Primer and probe gene identification and sequences

A second series of mice used for LTIH gene responses were gp91phox−/− and gp91phox+/+ mice exposed to either sham LTIH or LTIH for proinflammatory responses. To run real-time for four genes on the same sample, we used macrodissections (1-mm3 punches) of selected brain regions (n = 6–12 mice/strain/LTIH condition) from the following areas: frontal cortex, lateral basal forebrain, CA1 hippocampus, lateral hypothalamus, and medial septum, using the primer/probe sets for p67phox, cyclooxygenase 2 (COX-2), tumor necrosis factor α (TNF-α), and iNOS, as listed in Table 1.

To determine if NADPH oxidase inhibition would also prevent LTIH gene responses, a third series of mice examined for gene responses were WT mice treated systemically throughout LTIH or sham LTIH with 3 mg/kg/day apocynin (Sigma-Aldrich, St.
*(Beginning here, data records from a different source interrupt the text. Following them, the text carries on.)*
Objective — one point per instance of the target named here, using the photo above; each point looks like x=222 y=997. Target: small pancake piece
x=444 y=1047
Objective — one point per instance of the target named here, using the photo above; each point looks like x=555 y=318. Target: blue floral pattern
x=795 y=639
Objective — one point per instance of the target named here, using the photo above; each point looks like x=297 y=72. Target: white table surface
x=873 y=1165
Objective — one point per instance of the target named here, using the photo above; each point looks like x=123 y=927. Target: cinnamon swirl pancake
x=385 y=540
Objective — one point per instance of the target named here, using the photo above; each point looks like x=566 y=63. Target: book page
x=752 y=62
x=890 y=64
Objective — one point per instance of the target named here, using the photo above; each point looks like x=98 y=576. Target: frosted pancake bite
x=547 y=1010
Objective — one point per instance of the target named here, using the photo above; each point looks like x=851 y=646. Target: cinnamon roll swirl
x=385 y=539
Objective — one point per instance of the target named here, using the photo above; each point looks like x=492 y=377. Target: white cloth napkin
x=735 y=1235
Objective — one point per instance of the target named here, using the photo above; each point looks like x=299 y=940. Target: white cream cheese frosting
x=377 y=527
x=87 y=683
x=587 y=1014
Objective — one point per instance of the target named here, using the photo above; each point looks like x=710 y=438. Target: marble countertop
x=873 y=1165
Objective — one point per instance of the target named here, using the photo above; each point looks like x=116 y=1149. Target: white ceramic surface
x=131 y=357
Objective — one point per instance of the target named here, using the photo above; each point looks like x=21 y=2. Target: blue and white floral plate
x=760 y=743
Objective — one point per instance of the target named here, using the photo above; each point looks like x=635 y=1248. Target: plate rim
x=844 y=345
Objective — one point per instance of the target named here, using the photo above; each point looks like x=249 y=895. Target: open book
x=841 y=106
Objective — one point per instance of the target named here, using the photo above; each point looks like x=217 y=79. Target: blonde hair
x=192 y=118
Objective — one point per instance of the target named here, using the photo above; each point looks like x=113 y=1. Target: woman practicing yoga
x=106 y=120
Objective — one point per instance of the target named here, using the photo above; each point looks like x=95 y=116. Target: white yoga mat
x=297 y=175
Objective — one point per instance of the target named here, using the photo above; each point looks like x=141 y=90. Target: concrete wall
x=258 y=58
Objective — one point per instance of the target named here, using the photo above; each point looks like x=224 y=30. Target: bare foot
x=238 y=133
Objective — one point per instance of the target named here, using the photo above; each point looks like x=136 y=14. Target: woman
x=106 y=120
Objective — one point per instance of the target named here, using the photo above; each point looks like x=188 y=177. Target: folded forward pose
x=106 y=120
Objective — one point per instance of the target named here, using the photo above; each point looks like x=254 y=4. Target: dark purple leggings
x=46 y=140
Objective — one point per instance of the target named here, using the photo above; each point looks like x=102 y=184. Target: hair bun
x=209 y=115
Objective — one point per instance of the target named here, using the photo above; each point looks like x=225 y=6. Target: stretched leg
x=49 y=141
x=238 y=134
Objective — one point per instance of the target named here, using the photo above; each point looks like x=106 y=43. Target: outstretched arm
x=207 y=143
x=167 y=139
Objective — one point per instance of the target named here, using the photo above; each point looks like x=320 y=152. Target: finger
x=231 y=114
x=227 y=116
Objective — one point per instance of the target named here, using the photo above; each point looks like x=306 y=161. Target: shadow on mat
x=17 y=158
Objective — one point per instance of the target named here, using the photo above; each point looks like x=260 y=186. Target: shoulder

Louis, MO) in dimethyl sulfoxide (DMSO), DMSO, or PBS delivered subcutaneously (n = 10/group) by way of microosmotic pump (1002; Durect, Cupertino, CA). Apocynin was selected over diphenylene iodinium, because the latter also inhibits NOS, xanthine oxidase, and other flavoenzymes (26, 27); and DMSO vehicle groups were included in the study and compared with saline pumps, because this hydrophobic diluent has hydroxyl scavenging activity and thus some neuroprotective effect in ischemic reperfusion studies (28).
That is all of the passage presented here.